Unsure about the purpose of get_n_splits and why it is necessary


I'm following a kernel on Kaggle and came across this code:

n_folds = 5

def rmsle_cv(model):
    kf = KFold(n_folds, shuffle=True, random_state=42).get_n_splits(train.values)
    rmse= np.sqrt(-cross_val_score(model, train.values, y_train, scoring="neg_mean_squared_error", cv = kf))
    return(rmse)

I understand the purpose and use of KFold and the fact that is used in cross_val_score. What I don't get is why get_n_split is used. As far as I am aware, it returns the number of iterations used for cross validation i.e. returns a value of 5 in this case. Surely for this line:

rmse= np.sqrt(-cross_val_score(model, train.values, y_train, scoring="neg_mean_squared_error", cv = kf))

cv = 5? This doesn't make any sense to me. Why is it even necessary to use get_n_splits if it returns an integer? I thought KFold returns a class whereas get_n_splits returns an integer.

Anyone can clear my understanding?


Solution

  • I thought KFold returns a class whereas get_n_splits returns an integer.

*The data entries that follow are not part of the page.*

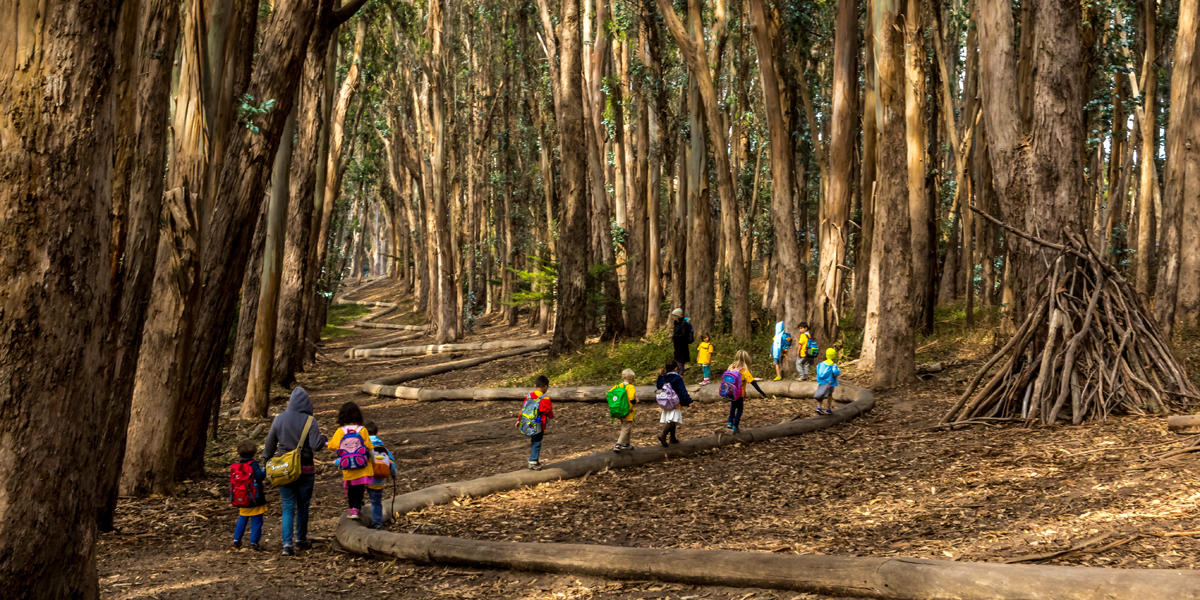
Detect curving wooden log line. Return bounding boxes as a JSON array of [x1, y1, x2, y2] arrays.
[[352, 338, 548, 358], [359, 342, 550, 400], [337, 528, 1200, 600]]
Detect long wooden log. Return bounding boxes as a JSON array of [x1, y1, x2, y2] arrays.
[[350, 338, 548, 358], [360, 342, 550, 400], [337, 530, 1200, 600]]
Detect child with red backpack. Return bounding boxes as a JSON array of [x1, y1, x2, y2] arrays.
[[329, 402, 374, 518], [517, 376, 554, 470], [229, 439, 266, 551], [367, 421, 396, 529], [718, 350, 767, 433]]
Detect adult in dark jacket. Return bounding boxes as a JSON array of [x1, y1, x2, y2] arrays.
[[671, 308, 696, 373], [654, 360, 691, 448], [263, 385, 325, 556]]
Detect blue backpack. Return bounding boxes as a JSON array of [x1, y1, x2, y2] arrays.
[[718, 368, 742, 401], [337, 427, 370, 470]]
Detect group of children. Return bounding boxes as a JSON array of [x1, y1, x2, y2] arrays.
[[229, 402, 396, 554], [517, 322, 841, 470]]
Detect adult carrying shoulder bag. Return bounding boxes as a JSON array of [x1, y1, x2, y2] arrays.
[[266, 416, 313, 487]]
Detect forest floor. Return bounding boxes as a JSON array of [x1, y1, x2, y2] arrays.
[[97, 278, 1200, 600]]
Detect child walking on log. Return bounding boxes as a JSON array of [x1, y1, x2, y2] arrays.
[[796, 322, 818, 382], [696, 335, 714, 385], [654, 360, 691, 448], [329, 402, 374, 518], [367, 421, 396, 529], [720, 350, 767, 433], [517, 376, 554, 470], [229, 439, 266, 551], [812, 348, 841, 414], [606, 368, 637, 452]]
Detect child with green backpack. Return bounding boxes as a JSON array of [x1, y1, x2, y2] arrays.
[[605, 368, 637, 452]]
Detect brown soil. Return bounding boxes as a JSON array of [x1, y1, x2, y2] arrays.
[[98, 278, 1200, 600]]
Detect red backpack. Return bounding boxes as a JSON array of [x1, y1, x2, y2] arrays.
[[229, 462, 258, 508]]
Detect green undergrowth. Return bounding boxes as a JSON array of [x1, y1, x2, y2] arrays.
[[320, 304, 371, 340]]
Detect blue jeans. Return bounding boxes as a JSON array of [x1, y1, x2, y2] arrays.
[[367, 487, 383, 526], [233, 515, 263, 544], [280, 473, 313, 546], [529, 431, 546, 462], [730, 400, 745, 431]]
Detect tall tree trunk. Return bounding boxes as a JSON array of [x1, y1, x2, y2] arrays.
[[221, 201, 266, 412], [1154, 0, 1200, 337], [97, 0, 179, 532], [978, 0, 1087, 319], [120, 2, 262, 494], [854, 24, 877, 328], [860, 0, 924, 386], [748, 0, 806, 331], [1134, 0, 1165, 298], [241, 110, 296, 419], [811, 0, 865, 343], [904, 0, 937, 334], [544, 0, 590, 354], [658, 0, 750, 340], [0, 1, 130, 599], [173, 0, 336, 476]]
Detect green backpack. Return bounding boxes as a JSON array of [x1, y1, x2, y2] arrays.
[[605, 383, 629, 419]]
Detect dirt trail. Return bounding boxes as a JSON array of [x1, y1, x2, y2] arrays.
[[98, 284, 1200, 600]]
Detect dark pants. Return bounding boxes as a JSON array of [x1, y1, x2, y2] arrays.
[[280, 473, 313, 546], [730, 400, 745, 431], [346, 484, 367, 510], [529, 431, 546, 462], [233, 515, 263, 544]]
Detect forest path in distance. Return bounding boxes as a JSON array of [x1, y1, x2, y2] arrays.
[[98, 282, 1200, 600]]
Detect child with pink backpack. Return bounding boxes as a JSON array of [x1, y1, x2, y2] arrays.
[[329, 402, 374, 518], [718, 350, 767, 433]]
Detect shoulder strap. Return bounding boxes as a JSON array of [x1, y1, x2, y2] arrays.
[[296, 415, 313, 448]]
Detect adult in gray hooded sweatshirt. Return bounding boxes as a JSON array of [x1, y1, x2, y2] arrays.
[[263, 385, 325, 556]]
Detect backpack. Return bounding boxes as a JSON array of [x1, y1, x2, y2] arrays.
[[229, 462, 258, 509], [371, 446, 391, 479], [718, 368, 743, 401], [517, 394, 541, 437], [605, 383, 630, 419], [337, 427, 371, 470], [654, 382, 679, 410]]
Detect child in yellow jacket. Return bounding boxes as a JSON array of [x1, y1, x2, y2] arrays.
[[329, 402, 374, 518]]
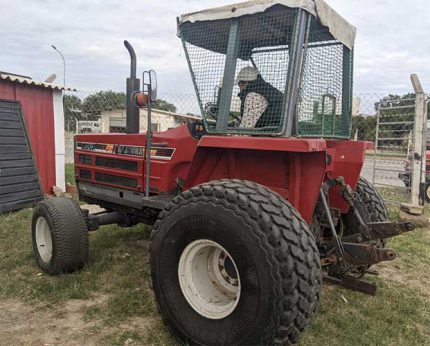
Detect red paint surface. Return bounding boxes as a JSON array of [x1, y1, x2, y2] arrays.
[[0, 80, 56, 193], [75, 126, 198, 192], [75, 126, 371, 223]]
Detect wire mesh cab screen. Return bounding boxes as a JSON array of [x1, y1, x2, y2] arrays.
[[179, 5, 352, 138]]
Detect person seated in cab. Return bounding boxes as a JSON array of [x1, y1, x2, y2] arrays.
[[235, 66, 284, 128]]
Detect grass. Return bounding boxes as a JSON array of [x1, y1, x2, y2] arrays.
[[0, 209, 430, 345]]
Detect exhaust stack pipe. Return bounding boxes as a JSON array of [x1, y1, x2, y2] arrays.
[[124, 40, 140, 133]]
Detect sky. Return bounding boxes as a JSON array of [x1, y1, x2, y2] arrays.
[[0, 0, 430, 94]]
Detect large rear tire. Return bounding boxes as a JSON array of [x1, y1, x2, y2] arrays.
[[31, 197, 89, 275], [151, 180, 321, 345]]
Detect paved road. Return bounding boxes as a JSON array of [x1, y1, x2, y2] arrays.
[[361, 156, 405, 187]]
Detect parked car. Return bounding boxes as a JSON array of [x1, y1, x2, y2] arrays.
[[78, 120, 101, 133]]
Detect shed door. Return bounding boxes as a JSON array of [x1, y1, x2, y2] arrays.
[[0, 100, 43, 213]]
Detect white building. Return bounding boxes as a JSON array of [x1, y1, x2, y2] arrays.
[[99, 108, 201, 133]]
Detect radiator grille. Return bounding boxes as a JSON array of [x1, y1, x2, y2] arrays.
[[79, 154, 91, 165], [96, 172, 138, 188], [79, 169, 91, 180], [96, 157, 137, 172]]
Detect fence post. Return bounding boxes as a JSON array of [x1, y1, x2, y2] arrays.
[[411, 74, 427, 205]]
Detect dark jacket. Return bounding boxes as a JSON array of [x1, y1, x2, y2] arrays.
[[237, 75, 284, 127]]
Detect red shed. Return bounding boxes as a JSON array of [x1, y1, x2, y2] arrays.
[[0, 72, 70, 193]]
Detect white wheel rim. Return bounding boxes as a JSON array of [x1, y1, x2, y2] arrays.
[[36, 216, 52, 262], [178, 239, 241, 319]]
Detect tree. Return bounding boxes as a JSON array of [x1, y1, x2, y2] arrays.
[[82, 90, 127, 115], [82, 90, 176, 115], [375, 93, 415, 111], [153, 99, 176, 113]]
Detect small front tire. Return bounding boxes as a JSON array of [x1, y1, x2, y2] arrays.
[[31, 197, 89, 275]]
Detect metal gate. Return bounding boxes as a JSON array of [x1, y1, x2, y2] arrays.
[[373, 75, 427, 205], [373, 98, 415, 203], [0, 100, 43, 214]]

    Sure, KFold is a class, and one of the class methods is get_n_splits, which returns an integer; your shown kf variable

    kf = KFold(n_folds, shuffle=True, random_state=42).get_n_splits(train.values)
    

    is not a KFold class object, it is the result of the KFold().get_n_splits() method, and it is indeed an integer. In fact, if you check the documentation, get_n_splits() does not even need any arguments (they are actually ignored, and exist only for compatibility reasons with other classes and methods).

    As for the questioned utility of the get_n_splits method, it is never a bad idea to be able to query such class objects in order to get back their parameter settings (on the contrary); imagine a situation where you have multiple different KFold objects, and you need to get their respective number of CV folds programmatically in the program flow.